Nos últimos anos, alguns estudos mostram que Portugal é um dos países da União Europeia onde menos se lê, com 40% dos portugueses a lerem apenas um livro por ano. Podemos encontrar culpados para os baixos números que Portugal apresenta todos os anos? Será o ensino, as editoras, ou a geração digital que não tem tempo para ler?

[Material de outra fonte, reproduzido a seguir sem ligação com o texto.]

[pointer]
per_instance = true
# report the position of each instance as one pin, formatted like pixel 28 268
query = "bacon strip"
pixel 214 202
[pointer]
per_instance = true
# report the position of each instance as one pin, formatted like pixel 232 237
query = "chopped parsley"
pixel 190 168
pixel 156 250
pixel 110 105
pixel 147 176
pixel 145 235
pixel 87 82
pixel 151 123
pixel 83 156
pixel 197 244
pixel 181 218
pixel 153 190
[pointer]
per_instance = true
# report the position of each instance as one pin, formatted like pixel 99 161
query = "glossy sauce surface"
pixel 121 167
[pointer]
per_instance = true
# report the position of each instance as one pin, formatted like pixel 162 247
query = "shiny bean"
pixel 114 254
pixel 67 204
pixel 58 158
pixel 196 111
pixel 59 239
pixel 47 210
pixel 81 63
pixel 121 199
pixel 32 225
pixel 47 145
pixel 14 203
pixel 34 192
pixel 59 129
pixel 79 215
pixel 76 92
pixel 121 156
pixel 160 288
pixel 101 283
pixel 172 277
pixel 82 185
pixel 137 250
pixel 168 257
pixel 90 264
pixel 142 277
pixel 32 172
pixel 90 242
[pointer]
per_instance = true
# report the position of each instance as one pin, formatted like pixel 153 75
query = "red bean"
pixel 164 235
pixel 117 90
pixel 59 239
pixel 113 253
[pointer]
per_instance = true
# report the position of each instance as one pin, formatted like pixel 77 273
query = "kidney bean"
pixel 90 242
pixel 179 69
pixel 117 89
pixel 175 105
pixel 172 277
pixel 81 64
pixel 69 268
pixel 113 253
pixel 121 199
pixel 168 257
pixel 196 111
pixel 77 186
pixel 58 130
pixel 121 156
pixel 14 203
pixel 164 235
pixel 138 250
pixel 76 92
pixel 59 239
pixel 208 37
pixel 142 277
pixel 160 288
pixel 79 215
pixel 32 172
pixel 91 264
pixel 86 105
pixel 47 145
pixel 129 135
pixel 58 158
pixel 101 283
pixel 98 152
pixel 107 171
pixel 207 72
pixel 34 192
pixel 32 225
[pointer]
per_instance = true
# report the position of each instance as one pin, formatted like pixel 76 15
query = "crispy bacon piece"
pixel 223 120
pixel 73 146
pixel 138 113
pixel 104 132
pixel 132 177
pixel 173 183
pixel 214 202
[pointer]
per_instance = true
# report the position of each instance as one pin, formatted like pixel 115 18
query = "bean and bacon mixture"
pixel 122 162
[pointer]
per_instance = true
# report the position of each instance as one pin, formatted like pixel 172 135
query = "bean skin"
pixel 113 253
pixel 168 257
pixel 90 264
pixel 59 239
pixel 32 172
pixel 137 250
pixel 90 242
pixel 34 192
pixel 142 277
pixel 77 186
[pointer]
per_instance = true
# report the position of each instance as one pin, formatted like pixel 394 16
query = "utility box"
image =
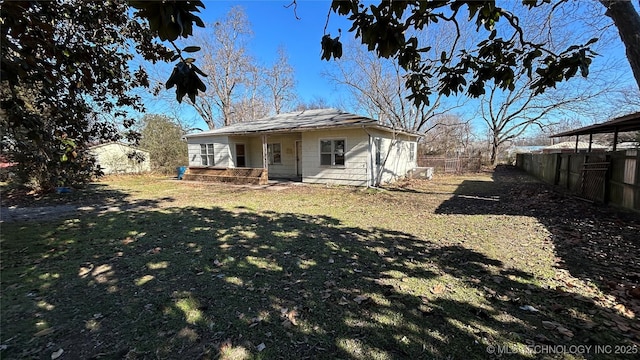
pixel 421 173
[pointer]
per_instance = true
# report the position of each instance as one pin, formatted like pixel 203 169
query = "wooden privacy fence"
pixel 612 177
pixel 456 165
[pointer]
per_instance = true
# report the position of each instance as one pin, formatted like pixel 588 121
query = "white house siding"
pixel 287 167
pixel 355 170
pixel 396 159
pixel 113 159
pixel 221 153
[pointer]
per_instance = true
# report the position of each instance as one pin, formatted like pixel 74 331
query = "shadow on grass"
pixel 594 243
pixel 216 283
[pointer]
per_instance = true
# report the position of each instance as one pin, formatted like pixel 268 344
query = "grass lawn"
pixel 480 266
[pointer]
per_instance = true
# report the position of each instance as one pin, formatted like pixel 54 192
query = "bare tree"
pixel 280 82
pixel 510 112
pixel 317 102
pixel 451 136
pixel 377 88
pixel 226 60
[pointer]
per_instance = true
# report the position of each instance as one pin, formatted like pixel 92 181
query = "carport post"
pixel 265 160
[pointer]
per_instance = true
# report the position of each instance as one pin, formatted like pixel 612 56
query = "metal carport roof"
pixel 630 122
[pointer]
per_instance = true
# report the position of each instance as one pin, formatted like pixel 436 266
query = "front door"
pixel 299 158
pixel 240 156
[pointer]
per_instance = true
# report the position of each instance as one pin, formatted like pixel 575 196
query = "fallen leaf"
pixel 291 315
pixel 286 324
pixel 44 332
pixel 226 346
pixel 549 325
pixel 360 299
pixel 437 289
pixel 564 331
pixel 56 354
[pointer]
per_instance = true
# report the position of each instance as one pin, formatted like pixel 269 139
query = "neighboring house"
pixel 570 147
pixel 119 158
pixel 313 146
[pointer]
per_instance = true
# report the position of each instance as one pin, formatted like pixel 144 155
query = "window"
pixel 206 154
pixel 378 144
pixel 274 153
pixel 332 152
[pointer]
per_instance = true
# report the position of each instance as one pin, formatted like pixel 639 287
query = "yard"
pixel 479 266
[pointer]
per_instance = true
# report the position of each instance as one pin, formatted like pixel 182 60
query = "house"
pixel 119 158
pixel 313 146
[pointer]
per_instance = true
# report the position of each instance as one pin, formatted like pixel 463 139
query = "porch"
pixel 238 176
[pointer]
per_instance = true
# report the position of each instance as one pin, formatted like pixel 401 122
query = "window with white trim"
pixel 332 152
pixel 274 153
pixel 378 145
pixel 206 154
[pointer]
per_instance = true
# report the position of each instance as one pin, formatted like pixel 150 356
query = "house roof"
pixel 630 122
pixel 299 121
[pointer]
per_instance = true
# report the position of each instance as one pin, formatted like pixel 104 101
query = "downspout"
pixel 370 179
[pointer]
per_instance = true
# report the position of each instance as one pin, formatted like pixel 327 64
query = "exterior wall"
pixel 221 152
pixel 396 156
pixel 287 166
pixel 357 160
pixel 113 159
pixel 359 168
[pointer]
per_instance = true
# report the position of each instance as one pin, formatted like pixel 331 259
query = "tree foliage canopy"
pixel 389 29
pixel 67 80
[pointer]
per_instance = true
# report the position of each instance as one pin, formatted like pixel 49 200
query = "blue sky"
pixel 274 25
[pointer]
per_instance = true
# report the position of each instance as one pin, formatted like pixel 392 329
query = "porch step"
pixel 238 176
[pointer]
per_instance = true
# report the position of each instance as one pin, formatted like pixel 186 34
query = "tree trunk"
pixel 494 153
pixel 627 20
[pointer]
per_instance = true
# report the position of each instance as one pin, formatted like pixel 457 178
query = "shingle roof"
pixel 572 145
pixel 297 121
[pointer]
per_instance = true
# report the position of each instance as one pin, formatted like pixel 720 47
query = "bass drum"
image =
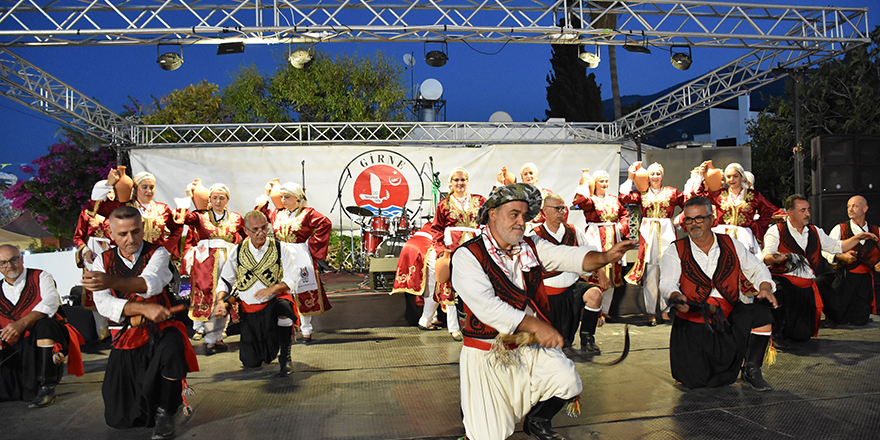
pixel 390 247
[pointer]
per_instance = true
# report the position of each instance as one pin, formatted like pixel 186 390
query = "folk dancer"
pixel 500 289
pixel 853 299
pixel 718 336
pixel 34 337
pixel 741 212
pixel 262 271
pixel 218 230
pixel 656 233
pixel 607 223
pixel 793 250
pixel 148 363
pixel 567 293
pixel 297 222
pixel 458 210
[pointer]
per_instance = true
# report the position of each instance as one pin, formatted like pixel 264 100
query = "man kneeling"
pixel 703 275
pixel 263 270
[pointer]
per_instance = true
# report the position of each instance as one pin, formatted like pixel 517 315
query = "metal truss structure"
pixel 777 35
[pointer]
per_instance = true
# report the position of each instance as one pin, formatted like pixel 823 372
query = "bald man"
pixel 853 300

Helena Magalhães começou a ler quando ainda era criança para contrariar o gaguejar. A pressa de contornar a situação levou-a a ser a primeira da sua turma a saber ler. Os livros eram um escape, porque, se falar era complicado, no papel as palavras não se atrapalhavam. Entre Alice Vieira e Harry Potter, foi lendo tudo aquilo que conseguia e lhe interessava no seu universo para controlar a sua dicção. Estudou Políticas Sociais e Criminologia, mas foi o jornalismo que a fez voltar às palavras e hoje é escritora, jornalista freelancer, e autora do Book Gang e da Magapaper, onde cria agendas e notebooks feitos à mão para incentivar a escrita. “Diz-lhe que não”, foi o seu primeiro livro, seguido de “Raparigas como nós”, mas foi com o Book Gang que Helena Magalhães pôs o publico e as editoras a pensar.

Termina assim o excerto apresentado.